Here are some tips from AARP for making it work:
- Talk money. AARP cautions that parents may think it is always their responsibility to care for their children, but doing so can put their own financial security at risk. You and your children should agree at the start on how they'll contribute and what they'll get in return. Experts say adult children who move back home generally should contribute something financially, whether it's paying rent, contributing toward utilities or food or paying their own transportation or cell phone expenses.
- Explain your finances. If the kids have circumstances that make those financial contributions impossible, make sure they understand how their return affects your finances. Many of us in the sandwich generation are behind on our retirement savings and our salaries haven't kept up with inflation. If it's a strain to help out your kids, make sure they are aware of it—often they really don't know.

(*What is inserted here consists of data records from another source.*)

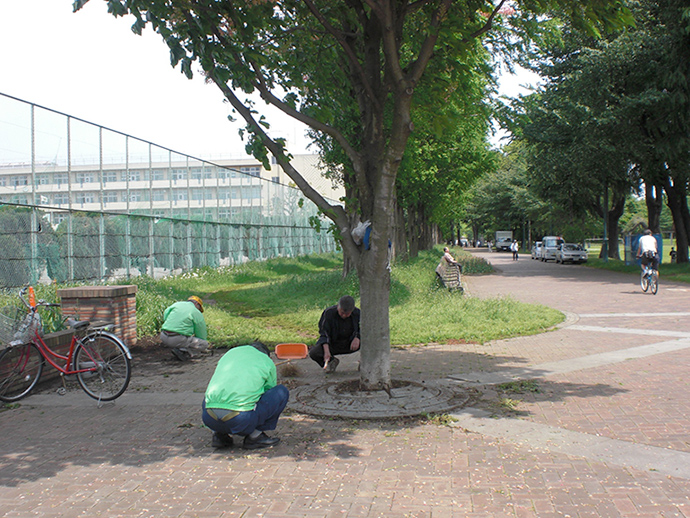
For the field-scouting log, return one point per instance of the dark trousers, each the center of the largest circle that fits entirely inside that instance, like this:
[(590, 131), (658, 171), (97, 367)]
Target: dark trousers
[(264, 417), (316, 352)]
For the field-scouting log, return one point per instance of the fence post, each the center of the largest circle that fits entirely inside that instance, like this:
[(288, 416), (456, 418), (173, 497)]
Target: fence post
[(34, 246), (152, 259), (101, 245)]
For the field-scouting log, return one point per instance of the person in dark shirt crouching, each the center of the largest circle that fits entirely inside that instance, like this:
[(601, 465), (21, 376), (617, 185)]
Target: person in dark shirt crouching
[(338, 333)]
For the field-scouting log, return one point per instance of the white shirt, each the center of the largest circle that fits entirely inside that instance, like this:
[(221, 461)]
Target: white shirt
[(646, 244)]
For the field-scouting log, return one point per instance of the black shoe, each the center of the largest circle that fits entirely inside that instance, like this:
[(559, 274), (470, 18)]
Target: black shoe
[(221, 440), (181, 354), (333, 364), (262, 441)]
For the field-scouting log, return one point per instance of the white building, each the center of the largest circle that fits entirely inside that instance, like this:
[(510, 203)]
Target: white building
[(173, 186)]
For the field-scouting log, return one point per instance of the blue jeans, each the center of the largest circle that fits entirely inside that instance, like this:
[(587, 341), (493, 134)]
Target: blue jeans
[(264, 416)]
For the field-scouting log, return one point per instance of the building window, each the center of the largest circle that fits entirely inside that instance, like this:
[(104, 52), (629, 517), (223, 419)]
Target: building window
[(18, 181), (158, 175), (254, 170), (85, 197), (251, 192), (132, 176), (109, 197), (83, 178), (180, 195), (109, 176)]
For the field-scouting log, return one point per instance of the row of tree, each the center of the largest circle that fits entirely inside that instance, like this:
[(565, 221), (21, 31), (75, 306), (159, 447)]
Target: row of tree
[(611, 121)]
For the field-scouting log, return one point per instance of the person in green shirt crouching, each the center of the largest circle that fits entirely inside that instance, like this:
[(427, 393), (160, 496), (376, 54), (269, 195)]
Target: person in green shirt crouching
[(243, 398)]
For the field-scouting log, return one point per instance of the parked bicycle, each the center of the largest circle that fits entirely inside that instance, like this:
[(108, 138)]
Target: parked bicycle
[(649, 280), (98, 359)]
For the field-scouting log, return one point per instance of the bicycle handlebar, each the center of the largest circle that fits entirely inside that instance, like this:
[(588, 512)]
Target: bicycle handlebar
[(39, 302)]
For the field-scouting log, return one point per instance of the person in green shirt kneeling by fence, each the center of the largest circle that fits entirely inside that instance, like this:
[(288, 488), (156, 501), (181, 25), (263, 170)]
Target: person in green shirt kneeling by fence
[(184, 328)]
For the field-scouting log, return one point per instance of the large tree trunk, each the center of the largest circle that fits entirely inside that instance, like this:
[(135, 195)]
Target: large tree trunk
[(678, 204), (654, 200), (414, 231), (400, 241)]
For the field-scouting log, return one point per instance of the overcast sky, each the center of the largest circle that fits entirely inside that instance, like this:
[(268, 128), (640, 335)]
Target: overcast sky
[(91, 66)]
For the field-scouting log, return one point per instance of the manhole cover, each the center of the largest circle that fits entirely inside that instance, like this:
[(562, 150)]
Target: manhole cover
[(407, 398)]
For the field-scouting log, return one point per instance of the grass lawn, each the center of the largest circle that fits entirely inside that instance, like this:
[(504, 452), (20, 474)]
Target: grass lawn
[(280, 300)]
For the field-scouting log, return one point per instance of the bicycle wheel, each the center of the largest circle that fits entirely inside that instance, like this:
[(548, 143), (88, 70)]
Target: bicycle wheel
[(111, 376), (21, 367), (654, 283), (644, 282)]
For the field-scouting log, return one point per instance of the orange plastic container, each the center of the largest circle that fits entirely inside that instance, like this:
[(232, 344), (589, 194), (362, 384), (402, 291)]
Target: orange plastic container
[(291, 351)]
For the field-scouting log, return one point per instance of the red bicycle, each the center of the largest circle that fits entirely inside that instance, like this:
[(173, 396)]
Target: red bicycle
[(99, 360)]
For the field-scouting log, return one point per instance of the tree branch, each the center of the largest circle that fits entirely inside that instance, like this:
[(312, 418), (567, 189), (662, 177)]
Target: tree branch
[(349, 52), (489, 22), (334, 212)]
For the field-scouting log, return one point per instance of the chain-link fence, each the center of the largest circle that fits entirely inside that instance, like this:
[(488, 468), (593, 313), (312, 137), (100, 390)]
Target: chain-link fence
[(82, 202), (90, 246)]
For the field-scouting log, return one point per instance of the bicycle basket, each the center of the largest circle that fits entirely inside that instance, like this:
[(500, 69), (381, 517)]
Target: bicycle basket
[(19, 329), (10, 319)]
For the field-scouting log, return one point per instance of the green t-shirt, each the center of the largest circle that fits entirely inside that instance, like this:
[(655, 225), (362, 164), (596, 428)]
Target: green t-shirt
[(183, 318), (242, 375)]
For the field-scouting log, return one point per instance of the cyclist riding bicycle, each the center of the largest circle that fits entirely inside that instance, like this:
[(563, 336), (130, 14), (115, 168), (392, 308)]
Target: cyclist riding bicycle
[(647, 251)]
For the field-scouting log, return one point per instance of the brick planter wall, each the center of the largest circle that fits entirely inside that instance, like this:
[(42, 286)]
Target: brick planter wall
[(116, 304)]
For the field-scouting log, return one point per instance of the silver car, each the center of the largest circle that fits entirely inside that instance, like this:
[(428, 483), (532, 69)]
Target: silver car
[(549, 247), (571, 252), (536, 250)]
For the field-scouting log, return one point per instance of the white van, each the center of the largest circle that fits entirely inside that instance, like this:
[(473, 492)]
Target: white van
[(549, 246)]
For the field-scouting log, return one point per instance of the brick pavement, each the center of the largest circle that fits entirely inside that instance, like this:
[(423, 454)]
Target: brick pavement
[(147, 455)]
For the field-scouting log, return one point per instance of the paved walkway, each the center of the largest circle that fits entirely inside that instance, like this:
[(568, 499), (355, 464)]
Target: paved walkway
[(606, 435)]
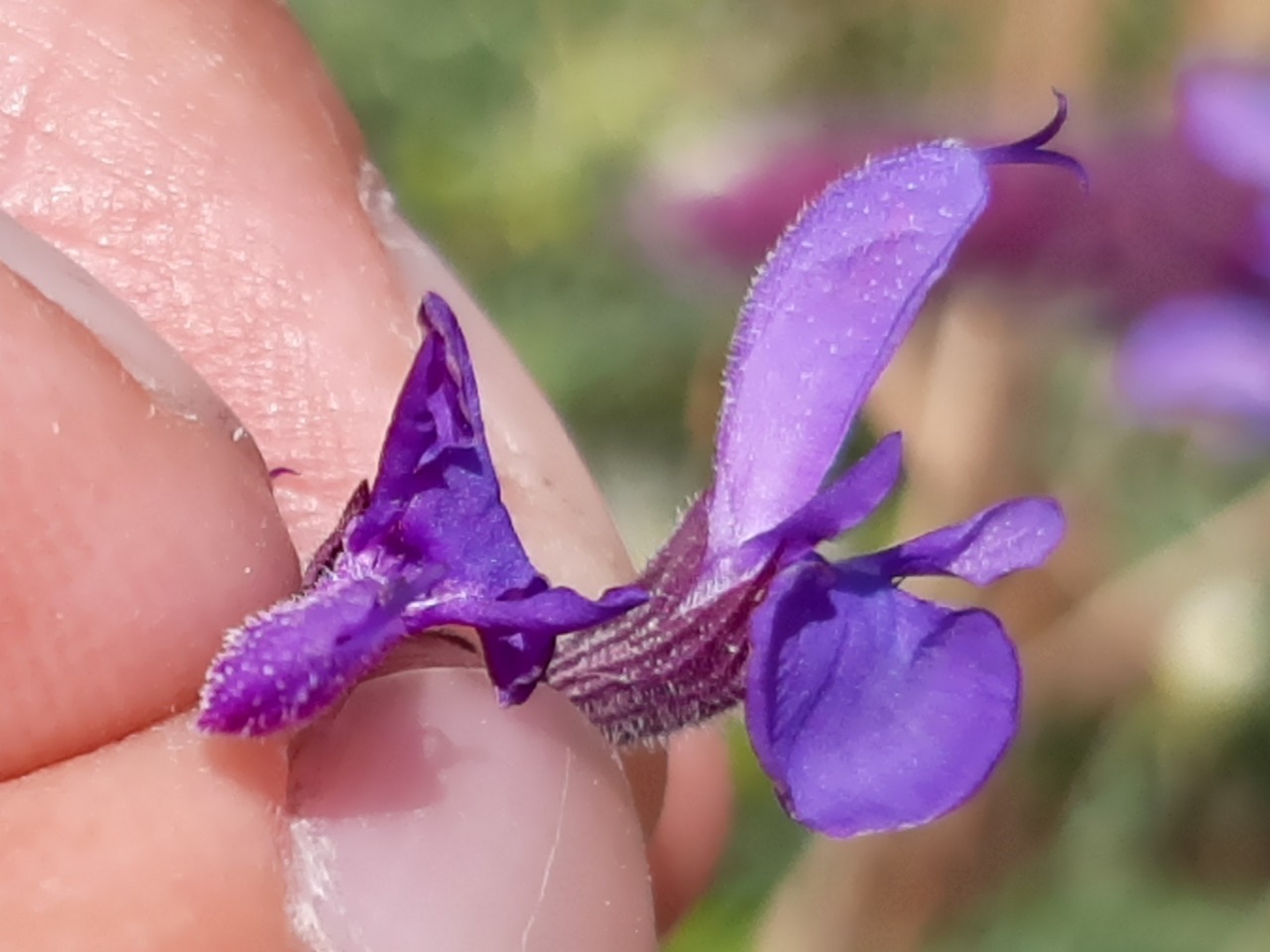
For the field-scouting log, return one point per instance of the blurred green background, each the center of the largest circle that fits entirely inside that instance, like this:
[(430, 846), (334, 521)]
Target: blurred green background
[(520, 136)]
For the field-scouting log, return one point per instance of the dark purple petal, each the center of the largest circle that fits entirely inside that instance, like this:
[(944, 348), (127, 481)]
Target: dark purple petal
[(837, 509), (436, 498), (1005, 538), (518, 633), (289, 662), (1199, 357), (429, 544), (824, 318), (873, 710), (1225, 116)]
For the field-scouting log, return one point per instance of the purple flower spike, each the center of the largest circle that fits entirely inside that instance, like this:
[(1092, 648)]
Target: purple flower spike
[(1225, 116), (430, 543), (1201, 357), (869, 707)]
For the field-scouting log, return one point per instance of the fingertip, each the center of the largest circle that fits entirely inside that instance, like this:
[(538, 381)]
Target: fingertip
[(695, 823), (425, 812)]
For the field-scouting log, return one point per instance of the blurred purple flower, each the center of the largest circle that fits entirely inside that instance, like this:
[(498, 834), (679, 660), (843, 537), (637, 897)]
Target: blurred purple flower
[(1161, 220), (1206, 357), (870, 708), (429, 544)]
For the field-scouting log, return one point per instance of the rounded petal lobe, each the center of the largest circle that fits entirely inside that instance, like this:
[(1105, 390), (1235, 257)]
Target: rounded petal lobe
[(1011, 536), (1199, 356), (822, 320), (870, 708)]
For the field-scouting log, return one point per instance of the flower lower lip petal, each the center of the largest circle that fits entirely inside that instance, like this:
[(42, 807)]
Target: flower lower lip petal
[(870, 708)]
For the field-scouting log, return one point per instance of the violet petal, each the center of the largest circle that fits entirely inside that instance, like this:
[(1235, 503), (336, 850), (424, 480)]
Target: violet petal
[(436, 498), (1199, 356), (286, 664), (822, 320), (518, 631), (833, 511), (1008, 537), (870, 708)]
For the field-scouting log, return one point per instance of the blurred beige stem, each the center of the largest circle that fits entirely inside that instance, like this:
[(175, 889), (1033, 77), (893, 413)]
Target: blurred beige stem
[(1105, 645), (843, 895), (1228, 27), (1046, 46)]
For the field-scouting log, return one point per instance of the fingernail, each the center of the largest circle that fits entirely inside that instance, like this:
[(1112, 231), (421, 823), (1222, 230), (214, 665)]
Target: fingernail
[(150, 359), (426, 816)]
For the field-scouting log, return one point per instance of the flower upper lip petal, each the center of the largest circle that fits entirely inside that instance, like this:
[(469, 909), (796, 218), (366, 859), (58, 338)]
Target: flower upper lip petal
[(824, 318)]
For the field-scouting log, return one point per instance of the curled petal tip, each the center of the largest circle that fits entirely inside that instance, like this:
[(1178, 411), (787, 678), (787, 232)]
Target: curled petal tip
[(1032, 150)]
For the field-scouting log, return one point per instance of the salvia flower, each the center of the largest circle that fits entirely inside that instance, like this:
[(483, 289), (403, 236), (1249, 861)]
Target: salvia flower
[(430, 543), (870, 708)]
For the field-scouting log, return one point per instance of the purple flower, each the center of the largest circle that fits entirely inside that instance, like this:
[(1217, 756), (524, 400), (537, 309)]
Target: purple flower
[(430, 543), (1207, 356), (869, 707)]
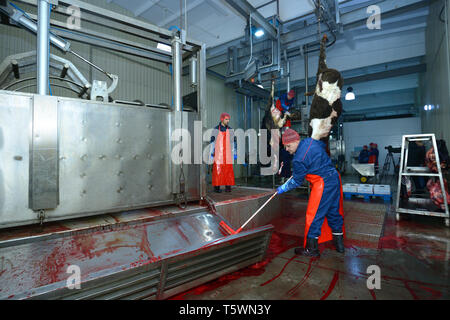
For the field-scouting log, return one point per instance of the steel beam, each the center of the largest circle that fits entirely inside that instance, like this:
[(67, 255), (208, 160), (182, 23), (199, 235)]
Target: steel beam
[(245, 9)]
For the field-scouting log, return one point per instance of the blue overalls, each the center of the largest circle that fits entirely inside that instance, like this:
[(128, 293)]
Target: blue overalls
[(325, 203)]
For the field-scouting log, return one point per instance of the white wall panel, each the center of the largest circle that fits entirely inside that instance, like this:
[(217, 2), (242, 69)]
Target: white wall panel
[(435, 86), (382, 132)]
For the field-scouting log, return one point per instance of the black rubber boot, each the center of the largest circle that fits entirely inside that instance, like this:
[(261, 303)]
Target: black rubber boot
[(311, 250), (338, 240)]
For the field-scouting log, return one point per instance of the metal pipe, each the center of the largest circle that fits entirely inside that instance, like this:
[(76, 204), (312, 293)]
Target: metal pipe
[(193, 71), (176, 69), (91, 64), (43, 47), (306, 78), (15, 67), (245, 129), (447, 43)]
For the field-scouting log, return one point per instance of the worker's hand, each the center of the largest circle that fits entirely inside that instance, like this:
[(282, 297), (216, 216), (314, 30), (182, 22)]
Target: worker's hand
[(281, 189)]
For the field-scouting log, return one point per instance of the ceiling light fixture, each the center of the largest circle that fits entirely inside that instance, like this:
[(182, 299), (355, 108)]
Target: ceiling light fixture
[(259, 33), (349, 95), (164, 47)]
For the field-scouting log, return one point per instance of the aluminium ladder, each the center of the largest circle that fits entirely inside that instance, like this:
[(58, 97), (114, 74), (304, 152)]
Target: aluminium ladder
[(405, 171)]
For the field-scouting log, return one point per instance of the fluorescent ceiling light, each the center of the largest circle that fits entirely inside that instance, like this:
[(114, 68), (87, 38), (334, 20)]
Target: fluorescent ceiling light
[(259, 33), (164, 47), (349, 95)]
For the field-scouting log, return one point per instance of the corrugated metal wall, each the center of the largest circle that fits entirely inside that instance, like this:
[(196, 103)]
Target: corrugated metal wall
[(435, 87), (358, 134), (139, 78)]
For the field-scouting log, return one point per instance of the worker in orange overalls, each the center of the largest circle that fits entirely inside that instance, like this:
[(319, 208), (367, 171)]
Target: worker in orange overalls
[(223, 150)]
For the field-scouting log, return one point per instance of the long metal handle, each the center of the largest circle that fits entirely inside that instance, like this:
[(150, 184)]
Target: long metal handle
[(268, 200)]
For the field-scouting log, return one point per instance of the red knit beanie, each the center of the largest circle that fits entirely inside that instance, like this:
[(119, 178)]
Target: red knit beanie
[(289, 136), (291, 94), (224, 115)]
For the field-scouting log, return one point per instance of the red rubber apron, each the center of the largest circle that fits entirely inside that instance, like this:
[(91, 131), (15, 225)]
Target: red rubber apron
[(313, 205), (223, 174)]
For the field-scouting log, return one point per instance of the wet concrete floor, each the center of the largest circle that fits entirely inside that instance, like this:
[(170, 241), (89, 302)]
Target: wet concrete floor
[(412, 256)]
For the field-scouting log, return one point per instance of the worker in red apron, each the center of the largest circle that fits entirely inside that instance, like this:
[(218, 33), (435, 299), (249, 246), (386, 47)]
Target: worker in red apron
[(223, 147), (373, 155), (324, 214)]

- Respect each other's lifestyles. If you are like my husband and me, your routine and lifestyle have changed since the kids left home. And your kids most certainly have changed. Try to be honest and respectful. Remember that your kids are now adults—but don't hesitate to remind them that they still need to respect you and your home. It can be difficult, especially if your home doesn't allow for a lot of privacy. You may need to plan for some privacy—for everyone's mental health and well-being.
- Get out the chore chart. Well, maybe you won't be giving out gold stars like you did when they were little, but you can expect the kids to do their share of the work. It's important to set expectations at the start—and maintain a dialogue. I know from experience that our house starts to feel cluttered as soon as my daughters come home, even for a short visit. Clothes, shoes, water bottles, dishes, shopping bags and all kinds of stuff starts to accumulate. This will be an ongoing dialogue.
- Assess the benefits. Talk about how the arrangement can be beneficial for each of you. The kids will obviously be saving money. I could see some benefits if I could get them to regularly empty the dishwasher and vacuum the dog hair.
- Your kids' kids. If your child has children—or even pets—that adds another element to the mix and more to work out. Again, talk about it up front and make sure expectations are clear. If you want to help with child (or pet) care, discuss what your role will be. If you prefer not to, talk about your expectations and under what circumstance you would try to help out.
- Discuss how long the arrangement will last. Talk about why they've come home and what seems like a reasonable amount of time for them to accomplish their goals (saving money, finding a job, going back to school, etc.) Most parents surveyed by MoneyRates.com who said they'd let an adult child move in thought that the move should be for a year or less.
My husband used to joke that as soon as the kids went to college we were changing the locks on the doors. I guess it's not time to call the locksmith yet.